Emma Simpson
Business correspondent
Watch: BBC exclusively granted behind the scenes access to Zara’s Spanish headquarters
It will be a very sexy summer, a romantic cowboy and rock and roll touch.
At least according to Mehdi Sousanne. And he should know. He is a designer for Zara and helps create clothing for one of the most successful stories in high street fashion: brands.
Zara is owned by Inditex, the world’s largest fashion retailer, running a series of store chains, including Massimo Dutti and Pull & Bear.
Although it relies on 1,800 suppliers around the world, almost all of its clothing is transported to Spain at the company’s base to ship to stores in 97 countries.
Zara doesn’t promote and rarely does interviews. However, as the first store has been in business for 50 years, I came to Galicia’s vast campus and met the bosses and workers to get a rare glimpse into how the secret brand operates.

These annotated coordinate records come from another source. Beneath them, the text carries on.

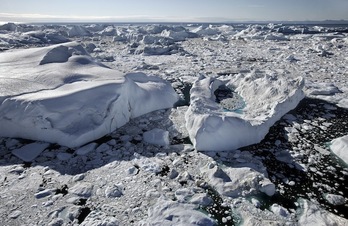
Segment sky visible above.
[0,0,348,22]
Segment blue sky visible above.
[0,0,348,22]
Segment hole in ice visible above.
[214,85,245,114]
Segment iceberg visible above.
[185,72,304,151]
[0,42,178,147]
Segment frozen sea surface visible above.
[0,24,348,225]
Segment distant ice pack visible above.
[0,43,178,147]
[185,72,305,151]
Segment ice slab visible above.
[0,43,178,147]
[143,128,169,147]
[330,135,348,164]
[12,143,49,162]
[185,72,304,151]
[139,198,217,226]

The company not only has the growing competition between Sheen and Tem, an ultra-stable online player shipping directly from China, but it has also found that it has to navigate the rapidly changing market, as well as the uncertainty surrounding US tariffs.
But Inditex CEO Oscar Garcia Maceiras says that US President Donald Trump’s tariffs will not disrupt supply chains or change Zara’s plans to expand further in the US, the second largest market now.
“Leave in mind that diversification is important for us. We produce in almost 50 different markets with non-exclusive suppliers, so we are used to adapting to change,” he says.
Designer Mehdi Sousanne has worked at Zara for 11 years
Since the first store opened quickly by car in the town of Coruna, the business has certainly adapted and grown.
Currently, we have 350 designers and staff from around 40 countries.
“There’s no rules in general. It’s all about emotions,” says Mehdi, who is committed to delivering important pieces for the season.
He says inspiration comes from people ranging from “streets” to cinemas and catwalks. He likes to sketch his ideas once a very important mood board is created.
In the pattern cutting room, the design is transformed into a paper sample and is fixed to a mannequin. Dozens of tailors then run the first fabric sample on the spot and do the first fitting.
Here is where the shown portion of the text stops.